Taking Control of Your Feed

Understanding how AI shapes your information world is the first step. But understanding without action leaves you exactly where you started — passively receiving whatever the algorithm decided you should see today. This lesson is about action: concrete, practical things you can do to become an intentional navigator of your information environment rather than a passenger.

You Are Always Training the Algorithm

Here is a key insight that changes everything: every time you engage with content online, you are training the AI that serves you content. When you click, watch, like, share, or even linger on something, you are sending a signal that tells the algorithm to show you more things like that. When you scroll past quickly or explicitly say you are not interested, you are sending the opposite signal. This means your feed is not something that happens to you — it is something you continuously build through your behavior. The algorithm is always watching what you do, not just what you say you want. This is both good news and bad news. The good news is you have real power to reshape your feed. The bad news is that habits you built without thinking have already shaped it in ways you may not have intended.

Behavioral Training

You are always training the algorithm, whether you intend to or not. Every engagement signal you produce teaches the AI what to show you next. Conscious, intentional engagement habits are one of the most effective ways to take control of your information environment.

Practical Strategies for Feed Control

Most platforms give you more control than their default settings reveal. Here are concrete tools and habits worth knowing. Explicit feedback: Most platforms have an option to tell the algorithm you are not interested in a specific post, topic, or account. Using this feature sends a direct signal and is more powerful than simply ignoring content. Following for intent: Who you follow directly determines a large part of your feed. Auditing who you follow — unfollowing accounts that consistently serve content that upsets you without informing you, and adding accounts that regularly provide high-quality perspectives — is one of the highest-impact actions you can take. Search-first browsing: Instead of opening an app and passively receiving what it offers, search for specific topics or creators you actually want. This bypasses the recommendation engine and lets you lead with intention. Chronological mode: Some platforms offer a chronological feed option that shows posts in time order rather than ranked by predicted engagement. Switching to this mode removes the algorithmic ranking layer entirely. Time budgeting: Setting a daily time limit for algorithmic feeds is not about self-deprivation — it is about preventing the algorithm from making all your content decisions by default. Dedicated browsing time with intention is different from endless ambient scrolling.

The 30-Second Audit

Before you open a feed out of habit, ask yourself: what am I here for? If you have a specific purpose — checking a friend's post, researching a topic — go do that and leave. If you have no purpose, that is useful information. The algorithm thrives on purposeless browsing.

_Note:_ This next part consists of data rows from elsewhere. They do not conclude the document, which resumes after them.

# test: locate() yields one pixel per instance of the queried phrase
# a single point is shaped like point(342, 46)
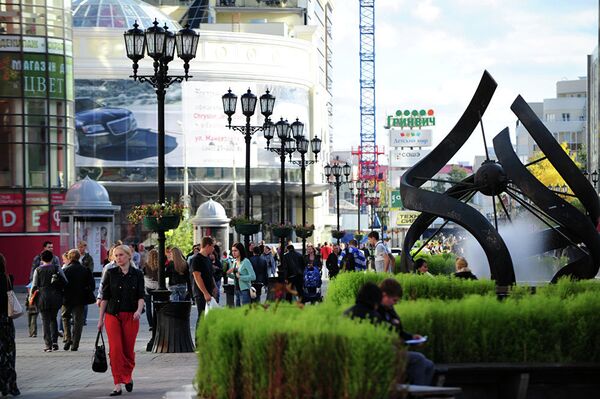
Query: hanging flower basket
point(337, 234)
point(247, 229)
point(304, 231)
point(164, 223)
point(281, 232)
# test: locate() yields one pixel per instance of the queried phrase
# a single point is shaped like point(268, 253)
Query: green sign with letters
point(396, 200)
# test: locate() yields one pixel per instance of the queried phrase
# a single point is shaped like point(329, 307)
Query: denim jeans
point(178, 292)
point(242, 297)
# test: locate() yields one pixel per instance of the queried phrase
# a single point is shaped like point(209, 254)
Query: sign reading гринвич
point(411, 119)
point(410, 138)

Broadening Your Information Sources

Beyond controlling any single feed, you can deliberately diversify where your information comes from. Direct sourcing means going directly to primary sources — the original news organization, the scientist's published paper, the official government data — rather than consuming news filtered through social sharing. Primary sources are more work but more reliable. Controlled serendipity is the practice of deliberately exposing yourself to a source you would not normally choose. Read a publication that is editorially different from your usual sources. Follow someone whose perspective differs from yours not to argue, but to genuinely understand how they think. Newsletters and RSS feeds deliver content you specifically selected, rather than content the platform selected for you. They are opt-in pull systems rather than push systems, which puts you more in control of what enters your information diet.

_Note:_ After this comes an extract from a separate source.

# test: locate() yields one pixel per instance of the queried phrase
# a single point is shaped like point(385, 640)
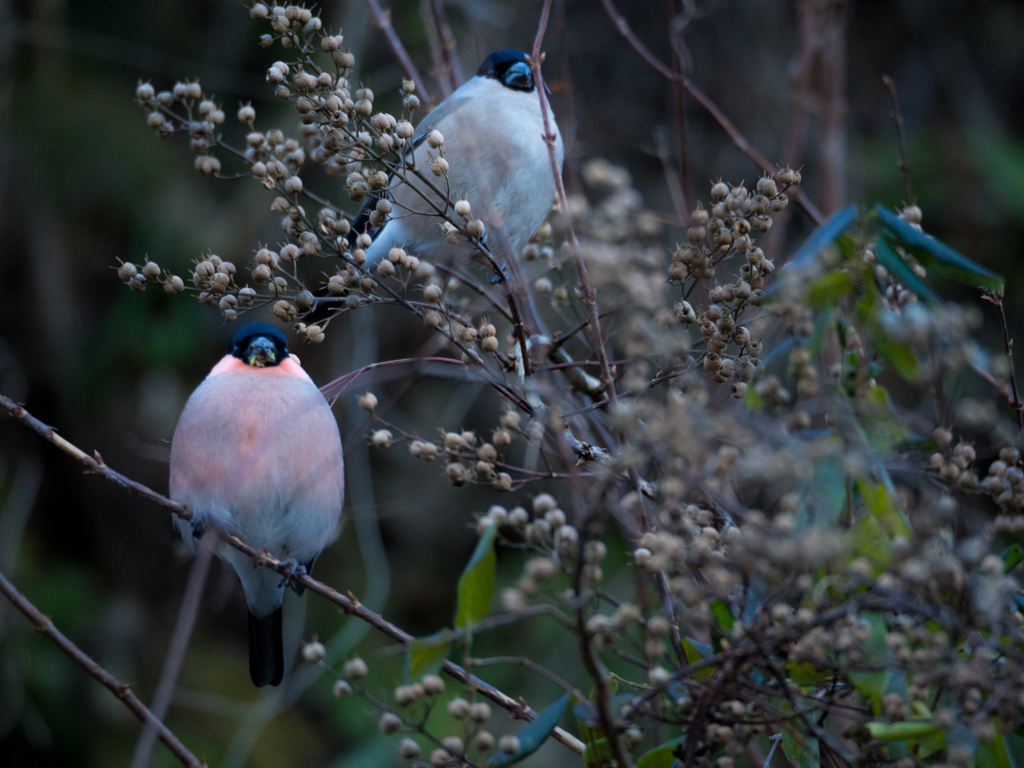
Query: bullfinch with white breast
point(493, 140)
point(257, 454)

Match each feed-control strategy to how it works.

Terms

Explicit not-interested feedback
Following audit
Chronological mode
Direct sourcing
Controlled serendipity

Definitions

Reviewing and updating who you follow to align your feed with your actual information goals
Directly signals to the algorithm which content categories to reduce in your feed
Going to primary sources rather than consuming news filtered through social sharing
Bypasses engagement-based ranking so posts appear in time order instead
Deliberately choosing to read a source or perspective outside your usual information diet

Drag terms onto their definitions, or click a term then click a definition to match.

Why is simply ignoring content you dislike less effective than using a platform's explicit not-interested feature?

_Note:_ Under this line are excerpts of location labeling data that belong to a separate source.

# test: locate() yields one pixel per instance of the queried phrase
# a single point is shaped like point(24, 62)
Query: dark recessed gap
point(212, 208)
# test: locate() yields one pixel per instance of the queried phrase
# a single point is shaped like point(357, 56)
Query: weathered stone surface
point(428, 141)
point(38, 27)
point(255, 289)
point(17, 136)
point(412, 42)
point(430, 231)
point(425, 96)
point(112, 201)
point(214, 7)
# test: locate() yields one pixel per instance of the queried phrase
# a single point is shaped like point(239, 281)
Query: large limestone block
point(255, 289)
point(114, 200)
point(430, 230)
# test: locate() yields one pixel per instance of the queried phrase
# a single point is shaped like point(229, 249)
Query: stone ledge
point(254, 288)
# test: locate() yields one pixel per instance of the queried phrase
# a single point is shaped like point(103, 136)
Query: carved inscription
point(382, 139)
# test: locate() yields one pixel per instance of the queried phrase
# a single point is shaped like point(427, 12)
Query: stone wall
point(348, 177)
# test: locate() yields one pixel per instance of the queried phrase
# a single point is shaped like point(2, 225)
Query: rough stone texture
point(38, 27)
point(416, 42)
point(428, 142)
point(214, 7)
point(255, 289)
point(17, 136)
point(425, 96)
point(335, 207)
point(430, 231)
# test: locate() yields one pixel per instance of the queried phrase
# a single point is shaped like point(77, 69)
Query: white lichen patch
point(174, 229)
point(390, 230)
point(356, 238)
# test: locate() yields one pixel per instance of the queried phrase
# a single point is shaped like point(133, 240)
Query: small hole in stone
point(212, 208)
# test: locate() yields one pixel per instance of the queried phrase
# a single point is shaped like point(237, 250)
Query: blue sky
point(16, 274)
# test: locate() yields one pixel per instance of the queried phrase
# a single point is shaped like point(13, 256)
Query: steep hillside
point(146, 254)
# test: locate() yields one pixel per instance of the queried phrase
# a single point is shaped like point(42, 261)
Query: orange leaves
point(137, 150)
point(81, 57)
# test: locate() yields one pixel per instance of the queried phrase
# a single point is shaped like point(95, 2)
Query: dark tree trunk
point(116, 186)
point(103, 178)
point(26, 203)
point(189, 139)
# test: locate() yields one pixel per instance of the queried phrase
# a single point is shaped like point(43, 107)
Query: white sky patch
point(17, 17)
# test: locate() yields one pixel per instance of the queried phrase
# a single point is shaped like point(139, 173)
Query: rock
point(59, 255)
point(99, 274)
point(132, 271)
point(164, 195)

What makes a newsletter or RSS feed different from a social media feed in terms of algorithmic control?

Redesign Your Feed

  1. Step 1: Pick one app where you regularly consume content.
  2. Step 2: Without changing anything yet, spend five minutes noting what kinds of content dominate your current feed.
  3. Step 3: Imagine your ideal feed for this app: what topics, what voices, what tone would you want to see every day?
  4. Step 4: Using the strategies from this lesson, make three specific changes right now: unfollow one account that does not serve your goals, follow one new account that does, and use the not-interested signal on one type of content you want less of.
  5. Step 5: Revisit the same app in 48 hours and note whether the feed has shifted. Write two sentences about what you observe.